Let $a^k_{n}$ denote the number of zero-one sequences of length $n$ with longest zero run non-exceeding $k$, and $a^k_{n,m}$ denote the number of such sequences with $m$ trailing zeros, $m=0,\dots,k$.
Then $$ a^{k}_{n,m} = a^{k}_{n-m,0},\ m = 1,\dots,k, n\ge m, $$ and $a^k_{n,0} = a^k_{n-1}$, $n\ge 0$. Therefore, $$ a_n^k = \sum_{m=0}^k a^k_{n,m} = a^k_{n-1} + \sum_{m=1}^{k} a^k_{n-m,0} = \sum_{j=1}^{k+1} a^k_{n-j} \tag{1} $$ for $n\ge k+1$. (In other words, take a sequence and remove all trailing zeroes and preceding one; you'll end up with a sequence whose longest zero run does not exceed $k$.)
The initial values are $a_n^k = 2^n, n\le k$. Therefore, it easy to see that the generating function $A^k(z) = \sum_{n=0}^\infty a_n^k z^n$ is equal to $$ A^k(z) = \frac{\sum_{j=0}^k z^j}{1-\sum_{j=1}^{k+1} z^j} = \frac{1-z^{k+1}}{1-2z+z^{k+2}}. $$
Writing the partial fraction expansion for $A^k(z)$, it is possible to derive an explicit formula for $a_n^k$.

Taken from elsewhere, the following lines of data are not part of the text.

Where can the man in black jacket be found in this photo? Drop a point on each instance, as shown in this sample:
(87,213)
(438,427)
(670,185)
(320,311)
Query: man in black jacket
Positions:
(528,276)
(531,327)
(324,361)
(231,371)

Now, denoting $T_m$ the number of throws to get $m$ heads, we have $$ P(T_m>n) = \frac{1}{2^n}P(\text{at most $m-1$ consecutive heads in the first $n$ throws}) = \frac{a^{m-1}_n}{2^n}. $$
However, for $m=9$ (which corresponds to $10$ alternating flips, as you've explained) there is nothing very exciting, as the roots can be computed only approximately. Nevertheless, using the recurrent formula (1) gives an efficient way to compute the required number of sequences.
A good rough approximation is $a_n^{8} \sim C_\tau \tau^{-n-1}$, where $\tau = 0.500493118286\dots$ is the unique positive root of the polynomial $f(\tau) = \sum_{j=1}^{9}z^{j} -1$ (alternatively, the root of $z^{10}-2z+1$ inside $(0,1)$), and $$ C_\tau = \frac{\sum_{j=0}^{8} \tau^j}{f'(\tau)} = 0.503980275733\dots $$ Indeed, since $A^8(z)$ is rational, and $f$ does not have double roots, it has a partial fraction expansion $A^8(z) = \sum_{\zeta: f(\zeta) = 0} \frac{C_\zeta}{\zeta - z}$. Therefore, the sequence is of the form $a_n^8 = \sum_{\zeta: f(\zeta) = 0} C_\zeta \zeta^{-n-1}$. In particular, since $\tau$ is the root with the smallest absolute value, $a_n^8\sim C_\tau \tau^{-n-1}$. Moreover, the norms of other roots are bigger than $1.11$, so the relative error of this approximation is of order $r^{-n}$ with $r>2$. This is especially good for our problem, since we will be interested with very large values of $n$.
So the probability we need is approximately $$ P(T_9>n)\sim \frac{C_\tau}{\tau (2\tau)^n}, $$ and this is very sharp (up to some exponentially small relative error). In order to find the median, one should find the smallest $n$ such that $P(T_9>n)< 1/2$. This gives the value $$n= \lceil- \log(4C_\tau)/\log(2\tau)\rceil-1 = 711$$ for the median, which agrees with joriki's calculations.